Anyway, I assume this is why you have been given this homework assignment, to learn that series like this don't converge very well for large values. Instead, you should consider how to do range reduction.
For example, can you use the identity
exp(x+y) = exp(x)*exp(y)
to your advantage? Suppose you store the value of exp(1) = 2.7182818284590452353...
Now, if I were to ask you to compute the value of exp(1.3), how would you use the above information?
exp(1.3) = exp(1)*exp(0.3)
But we KNOW the value of exp(1) already. In fact, with a little thought, this will let you reduce the range for an exponential down to needing the series to converge rapidly only for abs(x) <= 0.5.
Edit: There is a second way one can do range reduction using a variation of the same identity.

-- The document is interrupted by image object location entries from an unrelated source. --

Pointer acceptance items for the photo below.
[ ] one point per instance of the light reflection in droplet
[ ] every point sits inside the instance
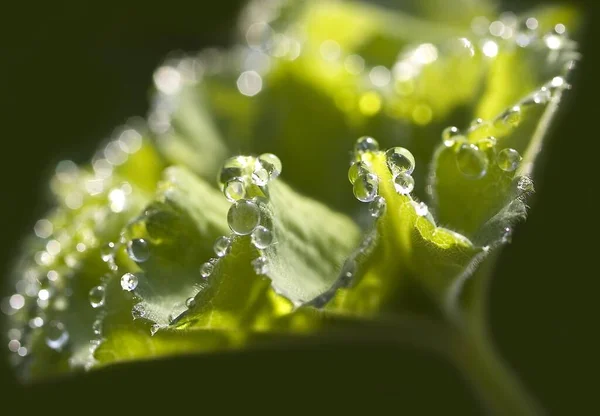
(380, 76)
(16, 301)
(249, 83)
(167, 80)
(490, 48)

exp(x) = exp(x/2)*exp(x/2) = exp(x/2)^2
Thus, suppose you wish to compute the exponential of large number, perhaps 12.8. Getting this to converge acceptably fast will take many terms in the simple series, and there will be a great deal of subtractive cancellation happening, so you won't get good accuracy anyway. However, if we recognize that
12.8 = 2*6.4 = 2*2*3.2 = ... = 16*0.8
then IF you could efficiently compute the exponential of 0.8, then the desired value is easy to recover, perhaps by repeated squaring.
exp(12.8)
ans =
362217.449611248
a = exp(0.8)
a =
2.22554092849247
a = a*a;
a = a*a;
a = a*a;
a = a*a
362217.449611249
exp(0.8)^16
ans =
362217.449611249
Note that WHENEVER you do range reduction using methods like this, while you may incur numerical problems due to the additional computations necessary, you will usually come out way ahead due to the greatly enhanced convergence of your series.
Why do you think that's the wrong answer? Look at the last term of that sequence, and it's size, and tell me why you expect you should have an answer that's close to 0.
My original answer stated that roundoff error was the problem. That will be a problem with this basic approach, but why do you think 40 is enough terms for the appropriate mathematical ( as opposed to computer floating point arithmetic) answer.
100^40 / 40! ~= 10^31.
Woodchip has the right idea with range reduction. That's the typical approach people use to implement these kinds of functions very quickly. Once you get that all figured out, you deal with roundoff errors of alternating sequences, by summing adjacent terms within the loop, and stepping with k = 1 : 2 : 40 (for instance). That doesn't work here until you use woodchips's idea because for x = -100, the summands grow for a very long time. You need |x| < 1 to guarantee intermediate terms are shrinking, and thus a rewrite will work.